HISTORICAL BACKGROUND:

Although Sir Humphrey Davy first reported on hydrates of organic compounds in 1810, it was not until 1934 that Elmer G. Hammerschmidt1 described natural gas hydrates and their formation in natural gas transmission systems. A growing awareness of this problem led to extensive research or. several facets of gas hydrate formation by W.M. Deaton and E.M. Frost, Jr. of the USBM prior to World War II. These studies, though nearly complete, were interrupted by wartime activities and the results were not published until 1946 as USBM MONOGRAPH 8.2

These and other investigations established the nature of hydrate formation in multi component mixtures of hydrocarbons and water and the effect of other gases such as H2, CO2, N2 and H2S on hydrate formation by hydrocarbon gases. Methods were developed to calculate the equilibrium conditions of hydrate formation, or in essence to predict the conditions under which hydrate formation is likely to occur in any of several pure and multicomponent hydrocarbon gas systems. Hydrate forming conditions for a number of binary systems containing water and hydrocarbons or CO2 and H2S are shown by the equilibrium curves of Figure 1. Generally, each component has a critical temperature above which no hydrate of this compound is formed. This temperature corresponds to the point of intersection of the equilibrium hydrate-formation curve of the hydrate forming compound. The figure shows H2S with the highest critical temperature. Therefore, natural gas systems containing H2S form hydrates more readily than do gases of the same density without H2S.

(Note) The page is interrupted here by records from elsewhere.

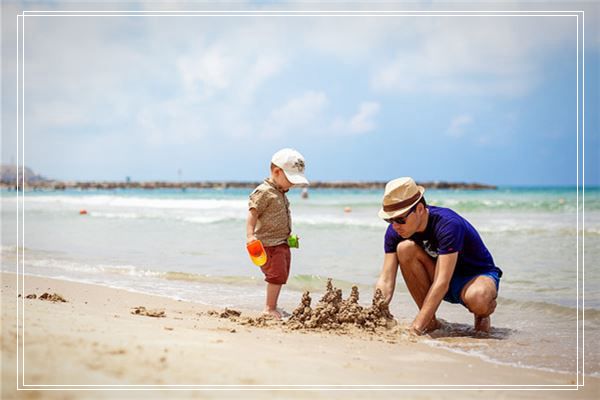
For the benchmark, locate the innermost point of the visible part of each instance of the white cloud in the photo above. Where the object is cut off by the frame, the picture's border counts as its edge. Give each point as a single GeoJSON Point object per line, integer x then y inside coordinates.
{"type": "Point", "coordinates": [361, 122]}
{"type": "Point", "coordinates": [458, 125]}
{"type": "Point", "coordinates": [296, 114]}
{"type": "Point", "coordinates": [211, 67]}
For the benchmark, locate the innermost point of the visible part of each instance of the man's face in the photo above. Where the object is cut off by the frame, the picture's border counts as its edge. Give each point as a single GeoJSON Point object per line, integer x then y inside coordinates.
{"type": "Point", "coordinates": [411, 222]}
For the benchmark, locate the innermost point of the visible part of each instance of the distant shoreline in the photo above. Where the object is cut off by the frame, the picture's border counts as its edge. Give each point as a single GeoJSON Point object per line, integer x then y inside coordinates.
{"type": "Point", "coordinates": [150, 185]}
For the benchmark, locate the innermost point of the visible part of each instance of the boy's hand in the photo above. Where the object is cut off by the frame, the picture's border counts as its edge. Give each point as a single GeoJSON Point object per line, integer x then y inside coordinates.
{"type": "Point", "coordinates": [250, 238]}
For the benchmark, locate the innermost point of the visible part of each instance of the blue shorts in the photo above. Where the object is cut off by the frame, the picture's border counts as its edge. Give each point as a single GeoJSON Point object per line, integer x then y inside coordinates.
{"type": "Point", "coordinates": [458, 282]}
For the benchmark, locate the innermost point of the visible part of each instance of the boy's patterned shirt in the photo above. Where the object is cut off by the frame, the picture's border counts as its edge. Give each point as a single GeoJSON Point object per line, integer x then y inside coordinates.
{"type": "Point", "coordinates": [274, 223]}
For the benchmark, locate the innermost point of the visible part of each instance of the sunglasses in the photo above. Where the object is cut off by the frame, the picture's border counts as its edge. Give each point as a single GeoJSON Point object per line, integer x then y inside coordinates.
{"type": "Point", "coordinates": [400, 220]}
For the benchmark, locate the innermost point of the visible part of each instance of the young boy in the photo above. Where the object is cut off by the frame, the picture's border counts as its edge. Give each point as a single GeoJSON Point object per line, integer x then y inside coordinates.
{"type": "Point", "coordinates": [270, 220]}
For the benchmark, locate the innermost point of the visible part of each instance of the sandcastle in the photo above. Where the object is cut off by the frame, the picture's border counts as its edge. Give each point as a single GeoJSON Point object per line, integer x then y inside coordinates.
{"type": "Point", "coordinates": [333, 313]}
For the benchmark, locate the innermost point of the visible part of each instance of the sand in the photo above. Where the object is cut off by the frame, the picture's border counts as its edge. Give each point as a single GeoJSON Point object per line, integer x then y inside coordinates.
{"type": "Point", "coordinates": [97, 337]}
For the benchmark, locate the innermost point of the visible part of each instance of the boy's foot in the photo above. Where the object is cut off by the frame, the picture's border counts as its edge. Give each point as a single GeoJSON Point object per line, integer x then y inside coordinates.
{"type": "Point", "coordinates": [273, 313]}
{"type": "Point", "coordinates": [482, 324]}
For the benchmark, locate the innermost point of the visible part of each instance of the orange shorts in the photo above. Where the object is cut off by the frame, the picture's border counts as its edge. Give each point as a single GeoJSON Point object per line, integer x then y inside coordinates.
{"type": "Point", "coordinates": [277, 267]}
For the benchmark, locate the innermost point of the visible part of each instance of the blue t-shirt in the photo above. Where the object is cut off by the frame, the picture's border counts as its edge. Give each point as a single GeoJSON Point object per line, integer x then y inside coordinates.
{"type": "Point", "coordinates": [446, 233]}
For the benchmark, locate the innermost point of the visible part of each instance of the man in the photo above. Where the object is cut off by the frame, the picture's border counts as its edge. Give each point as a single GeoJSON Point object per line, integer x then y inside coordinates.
{"type": "Point", "coordinates": [441, 257]}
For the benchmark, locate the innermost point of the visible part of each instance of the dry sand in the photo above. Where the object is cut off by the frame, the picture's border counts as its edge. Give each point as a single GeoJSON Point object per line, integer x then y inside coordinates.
{"type": "Point", "coordinates": [101, 336]}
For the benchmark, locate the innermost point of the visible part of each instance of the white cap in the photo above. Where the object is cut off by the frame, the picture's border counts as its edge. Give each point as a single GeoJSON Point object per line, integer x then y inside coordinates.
{"type": "Point", "coordinates": [292, 164]}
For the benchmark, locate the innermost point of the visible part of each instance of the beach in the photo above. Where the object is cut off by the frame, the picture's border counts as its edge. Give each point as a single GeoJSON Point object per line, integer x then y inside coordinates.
{"type": "Point", "coordinates": [94, 339]}
{"type": "Point", "coordinates": [184, 252]}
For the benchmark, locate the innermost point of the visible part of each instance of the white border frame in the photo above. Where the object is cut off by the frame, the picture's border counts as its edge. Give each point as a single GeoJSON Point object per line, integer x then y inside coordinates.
{"type": "Point", "coordinates": [294, 13]}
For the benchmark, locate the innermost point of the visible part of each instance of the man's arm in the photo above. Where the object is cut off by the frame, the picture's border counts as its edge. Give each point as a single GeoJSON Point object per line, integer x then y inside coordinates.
{"type": "Point", "coordinates": [251, 224]}
{"type": "Point", "coordinates": [387, 277]}
{"type": "Point", "coordinates": [441, 280]}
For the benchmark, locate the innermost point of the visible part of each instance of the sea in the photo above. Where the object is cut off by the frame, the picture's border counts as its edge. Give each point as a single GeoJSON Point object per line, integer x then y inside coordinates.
{"type": "Point", "coordinates": [190, 245]}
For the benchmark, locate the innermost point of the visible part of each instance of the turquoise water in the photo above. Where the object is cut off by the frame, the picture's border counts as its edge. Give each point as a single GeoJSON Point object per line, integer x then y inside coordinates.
{"type": "Point", "coordinates": [191, 245]}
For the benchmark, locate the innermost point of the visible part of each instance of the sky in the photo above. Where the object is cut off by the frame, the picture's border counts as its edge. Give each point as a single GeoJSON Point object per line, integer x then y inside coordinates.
{"type": "Point", "coordinates": [489, 99]}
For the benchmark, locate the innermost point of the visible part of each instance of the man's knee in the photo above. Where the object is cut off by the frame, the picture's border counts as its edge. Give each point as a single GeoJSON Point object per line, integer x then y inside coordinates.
{"type": "Point", "coordinates": [480, 299]}
{"type": "Point", "coordinates": [406, 250]}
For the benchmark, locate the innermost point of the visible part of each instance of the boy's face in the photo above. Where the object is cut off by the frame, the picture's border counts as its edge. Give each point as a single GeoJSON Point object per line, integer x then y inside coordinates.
{"type": "Point", "coordinates": [280, 179]}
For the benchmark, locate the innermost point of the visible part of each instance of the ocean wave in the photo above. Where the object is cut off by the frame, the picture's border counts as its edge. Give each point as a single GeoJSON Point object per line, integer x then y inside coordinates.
{"type": "Point", "coordinates": [138, 202]}
{"type": "Point", "coordinates": [564, 312]}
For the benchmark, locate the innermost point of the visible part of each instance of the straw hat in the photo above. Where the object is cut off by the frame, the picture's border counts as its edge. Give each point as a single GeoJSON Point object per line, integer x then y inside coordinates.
{"type": "Point", "coordinates": [400, 195]}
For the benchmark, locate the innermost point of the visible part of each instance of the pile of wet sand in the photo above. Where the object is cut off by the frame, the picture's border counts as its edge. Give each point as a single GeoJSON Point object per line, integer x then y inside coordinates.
{"type": "Point", "coordinates": [54, 297]}
{"type": "Point", "coordinates": [141, 310]}
{"type": "Point", "coordinates": [334, 313]}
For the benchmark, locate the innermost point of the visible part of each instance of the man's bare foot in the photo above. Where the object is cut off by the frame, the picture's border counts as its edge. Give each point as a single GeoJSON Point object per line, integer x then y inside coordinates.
{"type": "Point", "coordinates": [482, 324]}
{"type": "Point", "coordinates": [273, 313]}
{"type": "Point", "coordinates": [433, 325]}
{"type": "Point", "coordinates": [283, 313]}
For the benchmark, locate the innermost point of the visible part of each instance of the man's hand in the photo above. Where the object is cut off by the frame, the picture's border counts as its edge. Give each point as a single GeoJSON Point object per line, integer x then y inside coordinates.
{"type": "Point", "coordinates": [415, 331]}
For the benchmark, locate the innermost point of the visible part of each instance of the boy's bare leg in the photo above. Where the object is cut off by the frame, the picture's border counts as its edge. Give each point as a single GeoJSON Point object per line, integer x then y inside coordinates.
{"type": "Point", "coordinates": [272, 297]}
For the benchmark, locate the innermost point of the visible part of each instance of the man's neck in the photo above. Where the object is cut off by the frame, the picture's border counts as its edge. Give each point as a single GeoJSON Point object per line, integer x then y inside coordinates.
{"type": "Point", "coordinates": [423, 224]}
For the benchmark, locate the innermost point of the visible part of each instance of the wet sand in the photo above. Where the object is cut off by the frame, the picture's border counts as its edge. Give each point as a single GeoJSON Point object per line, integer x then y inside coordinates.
{"type": "Point", "coordinates": [105, 337]}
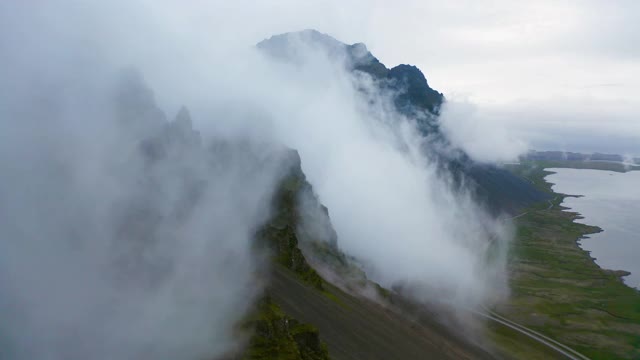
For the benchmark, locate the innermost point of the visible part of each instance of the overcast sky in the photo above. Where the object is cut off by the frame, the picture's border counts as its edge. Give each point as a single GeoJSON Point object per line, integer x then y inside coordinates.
{"type": "Point", "coordinates": [550, 74]}
{"type": "Point", "coordinates": [546, 74]}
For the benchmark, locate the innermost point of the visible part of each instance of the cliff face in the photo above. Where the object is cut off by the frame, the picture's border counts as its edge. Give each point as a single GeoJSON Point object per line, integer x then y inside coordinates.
{"type": "Point", "coordinates": [280, 233]}
{"type": "Point", "coordinates": [497, 188]}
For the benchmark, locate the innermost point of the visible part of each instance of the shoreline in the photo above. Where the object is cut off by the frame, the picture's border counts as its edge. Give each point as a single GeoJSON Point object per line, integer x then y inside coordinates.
{"type": "Point", "coordinates": [575, 215]}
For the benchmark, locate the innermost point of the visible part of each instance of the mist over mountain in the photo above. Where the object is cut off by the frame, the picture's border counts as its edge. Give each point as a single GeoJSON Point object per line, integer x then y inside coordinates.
{"type": "Point", "coordinates": [129, 233]}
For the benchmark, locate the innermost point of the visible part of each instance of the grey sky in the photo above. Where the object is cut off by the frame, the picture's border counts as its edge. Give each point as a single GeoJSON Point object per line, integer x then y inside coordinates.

By 1955, present-day technology had been developed and was in use by the petroleum industry. Several tenets were well-established, such as:

  1. Essential Conditions for Gas Hydrate Formation

    1. Favorable conditions of pressure and temperature of the gas.

    2. Presence of a liquid water phase.

    3. Thorough agitation between the phases.

  2. Methods for Preventing Gas Hydrate Formation

    1. Heating gas above hydrate formation temperature.

    2. Lowering gas pressure on the system.

    3. Dehydrate the gas to a level where no condensation occurs.

    4. Use of inhibitors to depress hydrate formation temperature.

    5. Use of the low-temperature separation process (LTX) which purposely forms hydrates by Joule-Thomson (J-T) expansion, separates them from the cold gas, moves them to a warm zone, and there hydrates are decomposed into hydrocarbons and water. The latter is discharged from the system.

  3. Inhibitor Choices

    1. Methanol

    2. Ethylene Glycol

    3. Diethylene Glycol

    4. Others, including triethylene glycol, amonia, calcium, chloride brine, oil field brines, heavier alcohols, and aqueous sugar solutions.